新古典主義建築博覧会〜外灘
 
新古典主義建築博覧会
〜外灘
 

   どの街にも、そこを語り始めるのに相応しい場所がある。今につながる発展の礎となり、歴史を動かす重要な出来事の舞台となった界隈。となれば、上海では外灘をおいて他にないだろう。
 今回の旅はこれまでと少し趣向を変えたいと思った。短期間にあちこち移動するのではなく、滞在場所を固定し、ひとつの街をじっくりと味わう。観光やショッピングを楽しみ、時には郊外に足を伸ばし、疲れたらホテルの部屋でのんびりする。スケジュールをこなす旅ではなく、贅沢な時間を過ごす旅。イメージはシティリゾート。年齢をとったのかもしれない。

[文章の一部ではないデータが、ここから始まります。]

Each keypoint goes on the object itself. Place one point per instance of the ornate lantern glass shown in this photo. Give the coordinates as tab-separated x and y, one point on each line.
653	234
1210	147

 そこでホテルは思い切ってウエスティン上海を奮発することにした。またの名を「外灘中心」。地図で見る限り、名前の通り便利な立地だ。豫園や南京路にも歩いて行ける。
 吹き抜けのレストランで朝食をとった後、いよいよ観光に出発することにした。今日の天気は花曇り。気温は東京と同じか、やや蒸し暑い。ホテルの周りは再開発から取り残されているのか、昔ながらの風情を感じさせる路地がまだ残されている。洗濯物をぶら下げた物干し竿が、何本もアパートの上階から突き出している。歩いて行くうちに、建物で切り取られた空の一角から東方明珠塔のSFチックなフォルムが顔を覗かせ始めた。対岸にある近未来と、連綿と営まれる伝統的な暮らし。この対比がたまらなく味わい深い。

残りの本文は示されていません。